Taste of the Week: I know I just wrote about White Tiger Gourmet (217 Hiawassee Ave.), but the news that Don Chambers and Jim Wilson have recently ventured into the pie business (Pirate Pies) and that one could obtain these creations at that restaurant was too much to resist. Fruit pies have been spotted, but meat pies are available weekends, including at Night Tiger on Fridays and Saturdays from 6 to 8 p.m. The price tag was a little hard to swallow—$9 for a slice of meat pie, no sides included—but only before actually sampling a chicken pie in a gorgeous biscuit crust on a recent horrible rainy evening. Readers, I do not believe in perfume, but if Chambers and Wilson could bottle the fragrance of this pie, I would spritz it on daily. The aroma alone was nearly worth the cash outlay and, if I'm being honest, beat out the taste by a little bit. Still, the flavor is complex, meaty, mushroomy and delicious, with a nice thick crust that has a hint of sweetness without overdoing it on the honey. When paired with a few pieces of dark chocolate studded with 1000 Faces coffee beans, it should be a more than adequate meal for most appetites.
What Up?: High five to The Grit for not only finally instituting take-out containers, which are a huge improvement on the previous paper plate plus sheet of aluminum foil one used to be handed, but making sure they're biodegradable as well. While the likelihood of these things decomposing in your home compost is small (I recently raked out my Earth Machine to discover some of these containers, barely touched by the forces of entropy after several months), the chances they'll break down someday, even in a landfill, are higher than for their styrofoam counterparts, plus they're much better equipped for holding the leftovers of a golden bowl.
6 days ago
A Parking Experiment
According to my buddy and BBQ hook-up Tim Peacock, the downtown DePalma's is collaborating with Prestige Parking to offer a deal for dinner and a spot.

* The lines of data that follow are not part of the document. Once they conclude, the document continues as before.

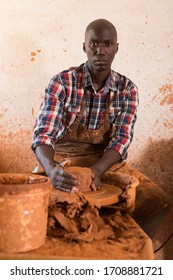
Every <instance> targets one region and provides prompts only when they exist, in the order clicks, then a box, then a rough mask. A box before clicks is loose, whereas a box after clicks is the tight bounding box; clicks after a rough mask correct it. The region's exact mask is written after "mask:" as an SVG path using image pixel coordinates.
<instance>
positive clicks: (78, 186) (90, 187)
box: [65, 166, 92, 192]
mask: <svg viewBox="0 0 173 280" xmlns="http://www.w3.org/2000/svg"><path fill="white" fill-rule="evenodd" d="M65 171H67V172H69V173H71V174H74V175H75V176H76V177H77V180H78V181H79V186H78V189H79V190H80V191H81V192H88V191H91V187H90V186H91V183H92V177H91V169H90V168H87V167H79V166H69V167H67V168H65Z"/></svg>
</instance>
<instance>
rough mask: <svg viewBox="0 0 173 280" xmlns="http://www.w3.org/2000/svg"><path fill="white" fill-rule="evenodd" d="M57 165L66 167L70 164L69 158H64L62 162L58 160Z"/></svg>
mask: <svg viewBox="0 0 173 280" xmlns="http://www.w3.org/2000/svg"><path fill="white" fill-rule="evenodd" d="M59 165H60V166H61V167H62V168H64V167H68V166H70V165H71V160H69V159H67V160H64V161H63V162H60V163H59Z"/></svg>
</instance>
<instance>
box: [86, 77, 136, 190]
mask: <svg viewBox="0 0 173 280" xmlns="http://www.w3.org/2000/svg"><path fill="white" fill-rule="evenodd" d="M126 93H127V96H126V98H125V99H124V103H123V104H122V107H121V111H120V112H119V114H118V115H117V116H116V117H115V122H114V125H113V128H112V133H111V139H110V142H109V145H108V146H107V148H106V151H105V152H104V153H103V156H102V157H101V158H100V159H99V160H98V161H97V162H96V163H95V164H94V165H93V166H92V167H91V169H92V172H93V185H92V187H93V189H97V188H98V187H99V184H100V180H101V177H102V175H103V174H104V172H105V171H106V170H107V169H109V168H110V167H111V166H112V165H114V164H116V163H118V162H119V161H120V160H124V159H125V158H126V157H127V149H128V147H129V145H130V143H131V141H132V139H133V133H134V124H135V122H136V110H137V106H138V90H137V87H136V86H135V85H134V84H133V83H131V82H130V81H129V82H128V84H127V85H126Z"/></svg>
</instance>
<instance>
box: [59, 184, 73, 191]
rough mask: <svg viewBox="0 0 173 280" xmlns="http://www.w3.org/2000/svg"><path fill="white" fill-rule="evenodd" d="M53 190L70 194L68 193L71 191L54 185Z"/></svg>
mask: <svg viewBox="0 0 173 280" xmlns="http://www.w3.org/2000/svg"><path fill="white" fill-rule="evenodd" d="M55 188H56V189H57V190H59V191H63V192H70V191H71V189H68V188H64V187H62V186H60V185H56V186H55Z"/></svg>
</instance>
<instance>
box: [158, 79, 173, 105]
mask: <svg viewBox="0 0 173 280" xmlns="http://www.w3.org/2000/svg"><path fill="white" fill-rule="evenodd" d="M159 91H160V92H161V93H163V94H164V95H165V96H164V98H163V99H162V100H161V101H160V105H161V106H163V105H171V104H173V85H172V84H166V85H163V86H162V87H161V88H160V89H159Z"/></svg>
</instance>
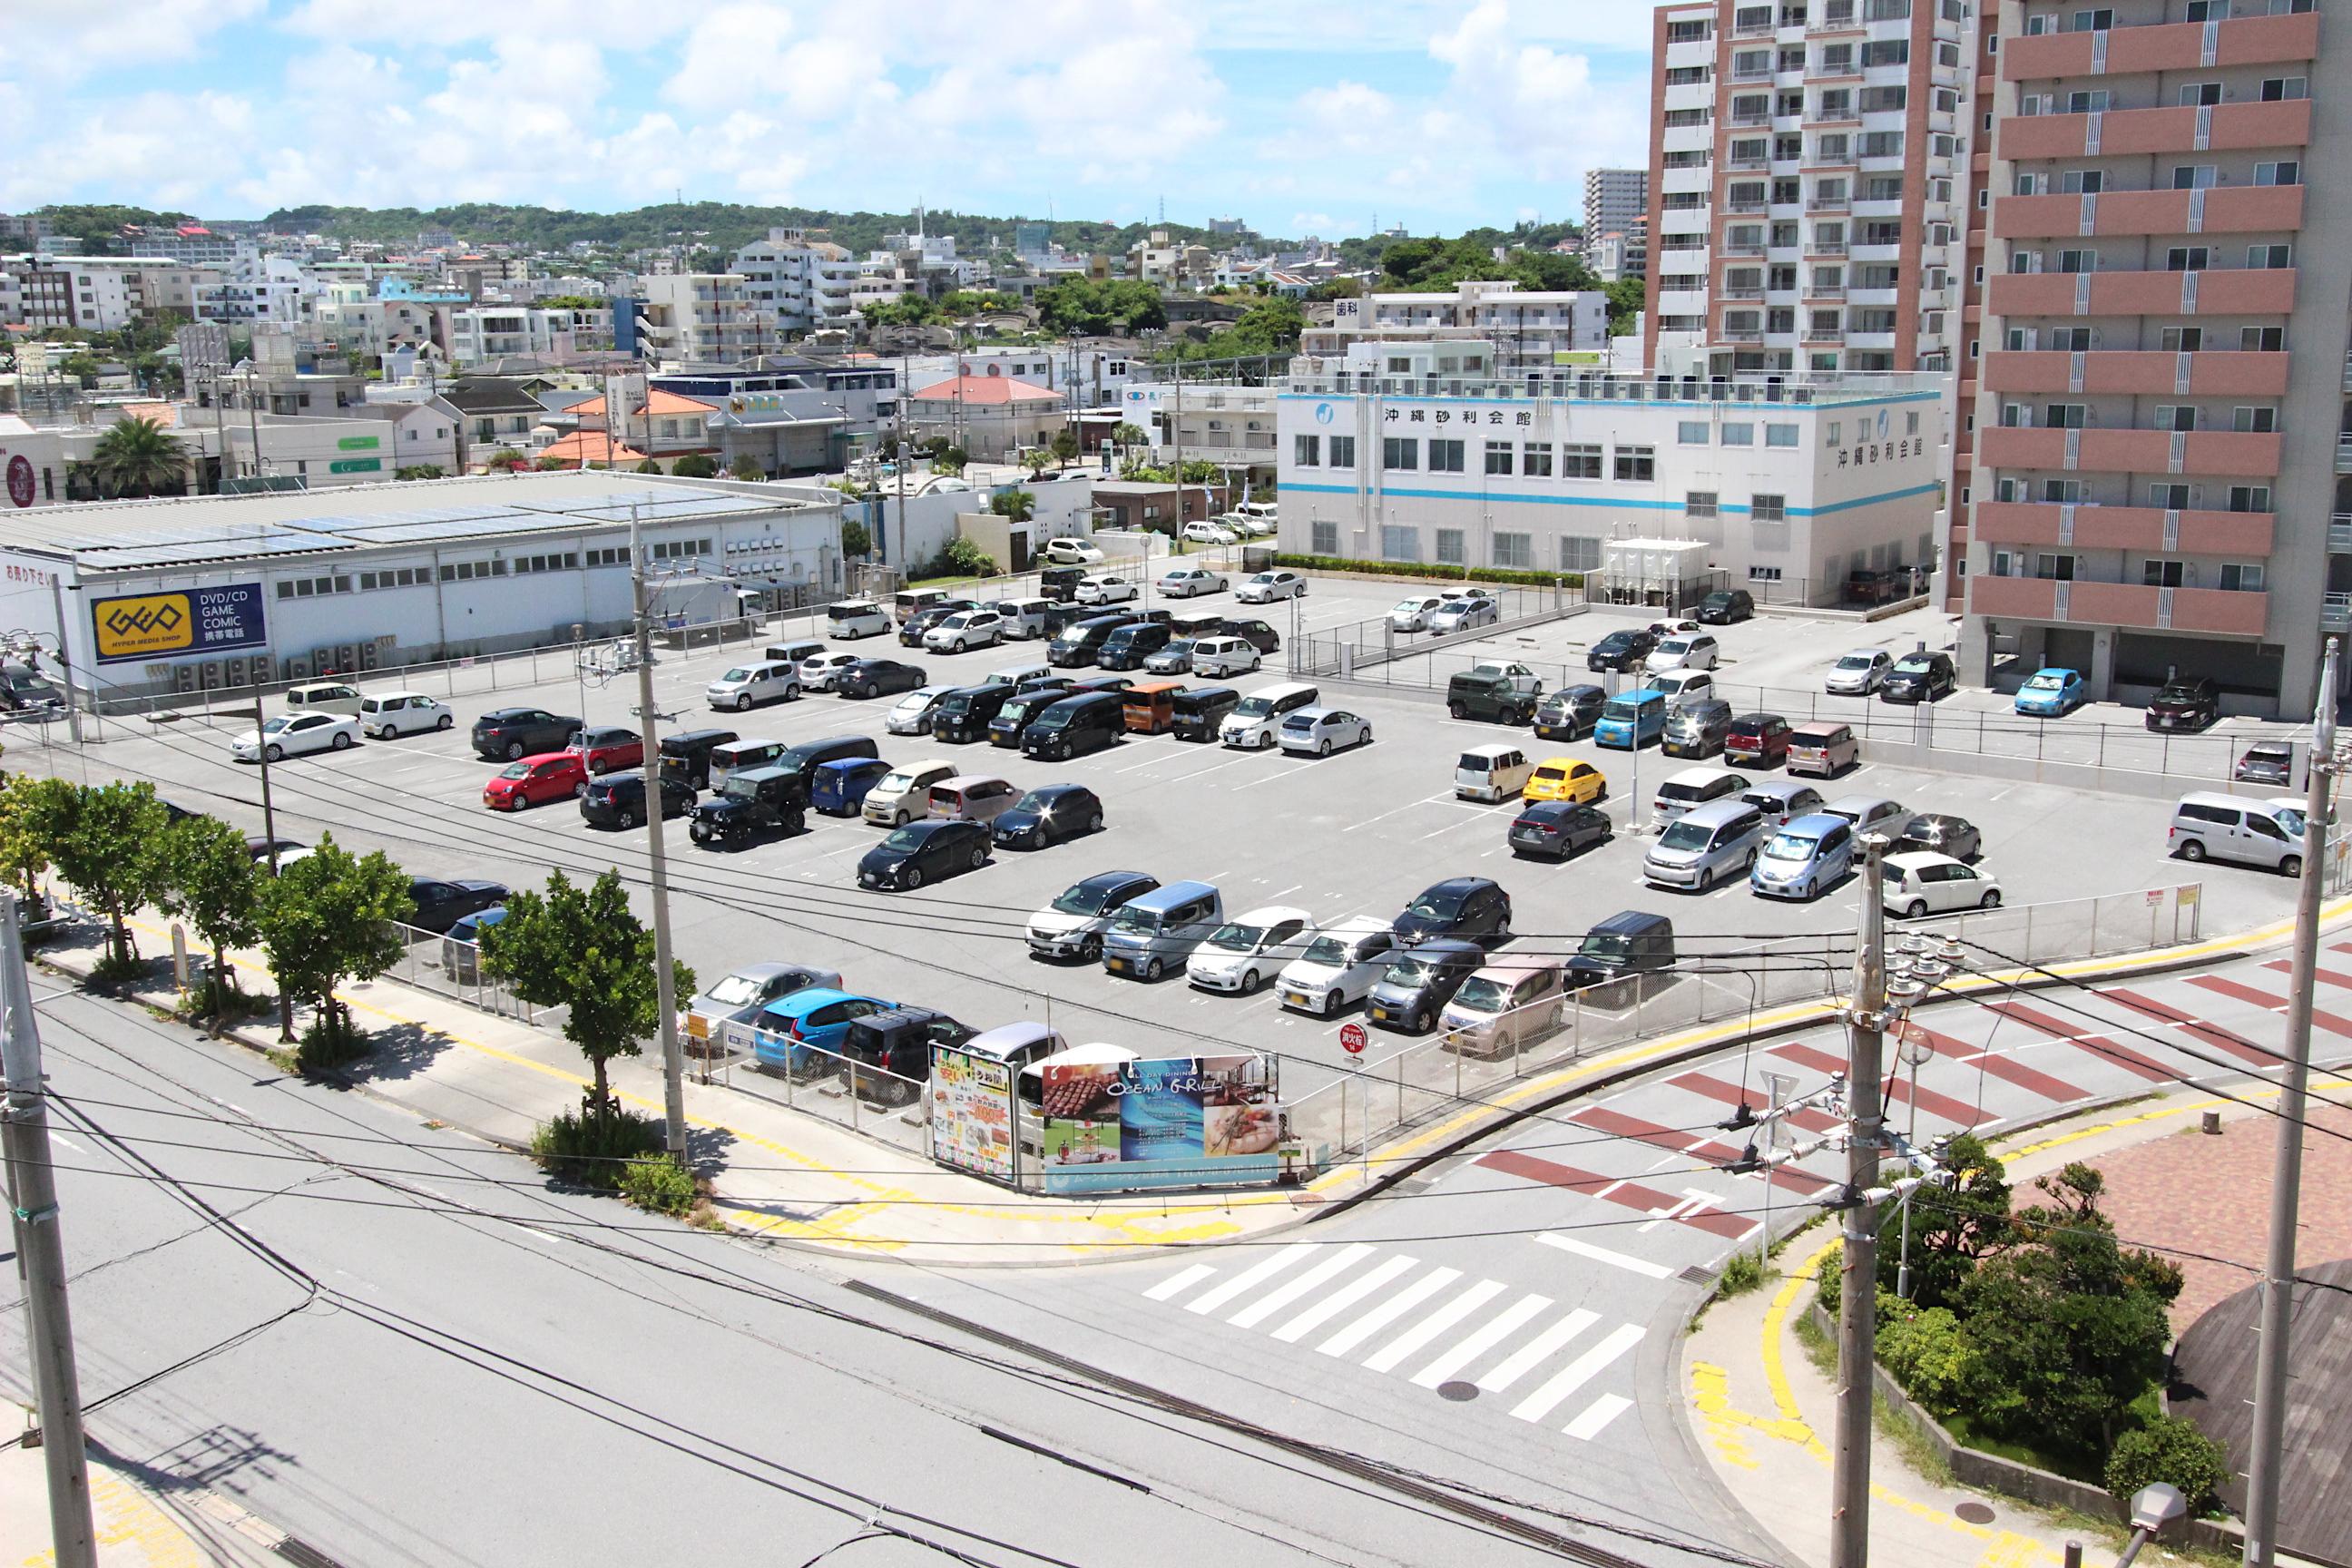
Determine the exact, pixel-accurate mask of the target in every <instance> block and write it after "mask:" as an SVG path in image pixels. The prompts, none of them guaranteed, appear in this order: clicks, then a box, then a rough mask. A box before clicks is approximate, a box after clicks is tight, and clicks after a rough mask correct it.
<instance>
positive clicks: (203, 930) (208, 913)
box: [155, 816, 268, 1013]
mask: <svg viewBox="0 0 2352 1568" xmlns="http://www.w3.org/2000/svg"><path fill="white" fill-rule="evenodd" d="M158 853H160V858H162V893H160V898H158V900H155V903H158V905H160V907H162V910H165V914H172V917H176V919H186V922H188V926H191V929H193V931H195V936H198V938H200V940H202V943H205V945H207V947H212V978H209V980H207V985H205V990H207V994H209V1004H212V1006H209V1011H212V1013H221V1011H223V1009H226V1006H228V997H230V994H233V992H235V990H238V971H235V966H233V964H230V961H228V950H230V947H249V945H254V943H259V940H261V889H263V884H266V882H268V872H266V870H263V867H261V865H259V863H256V860H254V856H252V853H249V851H247V849H245V835H242V832H238V830H235V827H230V825H228V823H223V820H221V818H216V816H186V818H181V820H176V823H172V825H169V827H167V830H165V835H162V846H160V851H158Z"/></svg>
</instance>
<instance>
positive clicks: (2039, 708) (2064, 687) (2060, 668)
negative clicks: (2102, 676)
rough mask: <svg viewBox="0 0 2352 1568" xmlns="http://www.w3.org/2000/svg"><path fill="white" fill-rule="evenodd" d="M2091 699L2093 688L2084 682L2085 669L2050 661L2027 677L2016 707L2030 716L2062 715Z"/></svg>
mask: <svg viewBox="0 0 2352 1568" xmlns="http://www.w3.org/2000/svg"><path fill="white" fill-rule="evenodd" d="M2089 701H2091V689H2089V686H2086V684H2084V679H2082V670H2065V668H2058V665H2051V668H2049V670H2034V672H2032V675H2027V677H2025V684H2023V686H2018V701H2016V708H2018V712H2020V715H2025V717H2027V719H2063V717H2065V715H2070V712H2074V710H2077V708H2082V705H2084V703H2089Z"/></svg>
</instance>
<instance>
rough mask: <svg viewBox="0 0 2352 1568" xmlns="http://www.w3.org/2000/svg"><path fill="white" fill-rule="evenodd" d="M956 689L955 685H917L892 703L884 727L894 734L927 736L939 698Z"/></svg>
mask: <svg viewBox="0 0 2352 1568" xmlns="http://www.w3.org/2000/svg"><path fill="white" fill-rule="evenodd" d="M950 691H955V686H917V689H915V691H908V693H906V696H903V698H898V701H896V703H891V710H889V717H887V719H882V729H887V731H889V733H894V736H927V733H931V710H934V708H938V698H943V696H948V693H950Z"/></svg>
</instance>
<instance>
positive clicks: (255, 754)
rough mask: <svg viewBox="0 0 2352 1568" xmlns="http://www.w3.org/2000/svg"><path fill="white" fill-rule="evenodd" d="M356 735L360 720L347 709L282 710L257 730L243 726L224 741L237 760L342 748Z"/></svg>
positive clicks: (346, 747) (359, 730) (346, 745)
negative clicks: (322, 710)
mask: <svg viewBox="0 0 2352 1568" xmlns="http://www.w3.org/2000/svg"><path fill="white" fill-rule="evenodd" d="M358 738H360V722H358V719H355V717H350V715H348V712H282V715H278V717H275V719H270V722H268V724H263V726H261V729H259V731H252V729H247V731H245V733H242V736H238V738H233V741H230V743H228V750H230V755H233V757H235V759H238V762H254V759H256V757H268V759H270V762H278V759H280V757H301V755H303V752H327V750H336V752H339V750H343V748H348V745H350V743H353V741H358Z"/></svg>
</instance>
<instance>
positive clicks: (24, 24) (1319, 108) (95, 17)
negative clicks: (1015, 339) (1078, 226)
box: [0, 0, 1656, 240]
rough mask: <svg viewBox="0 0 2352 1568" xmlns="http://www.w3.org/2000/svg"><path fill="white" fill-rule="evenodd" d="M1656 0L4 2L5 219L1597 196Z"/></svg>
mask: <svg viewBox="0 0 2352 1568" xmlns="http://www.w3.org/2000/svg"><path fill="white" fill-rule="evenodd" d="M1653 5H1656V0H1190V2H1183V5H1176V2H1164V0H1021V2H1018V5H1007V2H1004V0H995V2H990V5H981V2H978V0H901V2H898V5H884V2H880V0H866V2H863V5H844V2H842V0H703V2H699V5H675V2H670V0H7V2H5V7H0V12H5V14H7V38H9V49H7V54H5V59H0V125H7V127H9V129H12V136H9V141H12V148H9V158H5V160H0V209H7V212H21V209H26V207H38V205H42V202H127V205H139V207H165V209H181V212H193V214H198V216H209V219H252V216H261V214H266V212H270V209H275V207H296V205H308V202H329V205H358V207H435V205H442V202H463V200H473V202H539V205H546V207H574V209H590V212H612V209H628V207H642V205H649V202H661V200H670V193H673V190H684V195H687V200H713V202H760V205H797V207H830V209H873V212H906V209H908V207H913V205H915V202H927V205H929V207H946V209H957V212H981V214H993V216H1011V214H1021V216H1044V214H1047V212H1049V209H1051V214H1054V216H1065V219H1108V221H1120V223H1127V221H1145V219H1157V214H1160V205H1162V202H1164V205H1167V216H1169V219H1171V221H1185V223H1207V221H1209V219H1211V216H1240V219H1244V221H1247V223H1249V226H1251V228H1256V230H1261V233H1270V235H1287V237H1296V235H1305V233H1315V235H1322V237H1327V240H1336V237H1345V235H1359V233H1371V230H1374V228H1388V226H1392V223H1404V226H1406V228H1411V230H1414V233H1458V230H1463V228H1472V226H1482V223H1491V226H1510V223H1517V221H1524V219H1545V221H1552V219H1566V216H1578V214H1581V212H1583V172H1585V169H1588V167H1595V165H1602V167H1611V165H1642V162H1646V150H1644V136H1646V101H1649V33H1651V9H1653Z"/></svg>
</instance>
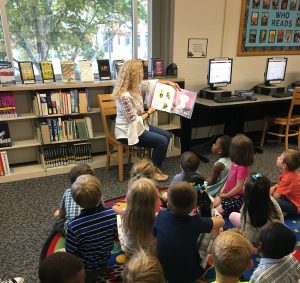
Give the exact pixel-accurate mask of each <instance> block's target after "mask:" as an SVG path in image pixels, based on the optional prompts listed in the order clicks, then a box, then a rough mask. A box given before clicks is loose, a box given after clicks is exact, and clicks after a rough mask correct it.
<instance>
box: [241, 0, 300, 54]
mask: <svg viewBox="0 0 300 283" xmlns="http://www.w3.org/2000/svg"><path fill="white" fill-rule="evenodd" d="M277 54H278V55H280V54H282V55H283V54H285V55H293V54H300V0H242V9H241V19H240V30H239V40H238V50H237V55H238V56H251V55H253V56H257V55H277Z"/></svg>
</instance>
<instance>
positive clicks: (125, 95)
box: [113, 60, 180, 181]
mask: <svg viewBox="0 0 300 283" xmlns="http://www.w3.org/2000/svg"><path fill="white" fill-rule="evenodd" d="M156 82H157V80H147V81H143V67H142V63H141V61H139V60H129V61H126V62H125V63H124V64H123V66H122V68H121V70H120V72H119V74H118V78H117V81H116V84H115V87H114V91H113V94H114V95H115V96H116V105H117V118H116V125H115V135H116V138H117V139H118V140H119V141H121V142H122V143H125V144H128V145H135V146H141V147H149V148H153V151H152V161H153V163H154V165H155V166H156V167H157V170H156V174H155V179H156V180H158V181H167V180H168V176H167V175H165V174H163V173H162V172H161V170H160V168H161V165H162V163H163V162H164V160H165V158H166V154H167V149H168V145H169V141H170V133H169V132H168V131H165V130H162V129H159V128H157V127H154V126H151V125H148V123H147V119H148V118H149V117H150V116H151V115H152V114H153V113H154V112H155V109H154V108H153V107H150V108H148V109H145V108H144V99H143V94H144V93H146V92H149V93H150V95H151V94H153V92H154V88H155V84H156ZM159 82H160V83H164V84H167V85H170V86H172V87H174V88H175V89H180V88H179V86H178V84H176V83H174V82H170V81H165V80H159Z"/></svg>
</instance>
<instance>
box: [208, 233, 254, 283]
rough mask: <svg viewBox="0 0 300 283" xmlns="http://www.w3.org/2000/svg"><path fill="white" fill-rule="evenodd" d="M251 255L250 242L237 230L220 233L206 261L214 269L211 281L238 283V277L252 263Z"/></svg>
mask: <svg viewBox="0 0 300 283" xmlns="http://www.w3.org/2000/svg"><path fill="white" fill-rule="evenodd" d="M251 257H252V247H251V244H250V242H249V241H248V240H247V239H246V238H245V237H244V236H243V235H242V234H241V233H240V232H239V231H238V230H235V229H232V230H227V231H225V232H223V233H221V234H220V235H219V236H218V237H217V238H216V239H215V241H214V243H213V246H212V252H211V254H210V255H208V262H209V263H210V264H211V265H213V266H214V268H215V270H216V281H215V282H213V283H240V281H239V277H240V276H241V275H242V274H243V273H244V272H245V271H246V270H247V269H249V268H251V267H252V265H253V262H252V260H251Z"/></svg>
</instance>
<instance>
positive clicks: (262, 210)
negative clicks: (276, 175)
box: [229, 173, 284, 248]
mask: <svg viewBox="0 0 300 283" xmlns="http://www.w3.org/2000/svg"><path fill="white" fill-rule="evenodd" d="M229 219H230V221H231V223H232V224H233V225H234V226H235V227H239V228H240V229H241V230H242V231H243V232H244V233H245V235H246V238H247V239H248V240H249V241H250V242H251V243H252V245H253V246H254V247H256V248H257V247H258V237H259V234H260V231H261V229H262V227H263V226H264V225H265V224H266V223H269V222H275V221H277V222H281V223H284V219H283V215H282V211H281V209H280V206H279V205H278V203H277V202H276V200H275V199H273V198H272V197H271V196H270V181H269V179H268V178H267V177H265V176H263V175H261V174H260V173H253V174H251V176H250V177H249V178H248V179H247V180H246V184H245V192H244V204H243V206H242V208H241V213H238V212H232V213H231V214H230V215H229Z"/></svg>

If you bring your receipt from dinner to the lot at the BB&T (corner of Thomas and Broad) or the one at the Suntrust (Broad and Lumpkin) between 6 and 10:30 p.m. during the trial run, which lasts from now to Valentine's Day, your parking will be comped. I'm not entirely sure how this works, considering you have to pay upfront at Prestige's lots, and it seems like you could just use the county's deck for a couple of bucks, but it's nice to see a new approach to what can sometimes be a problem.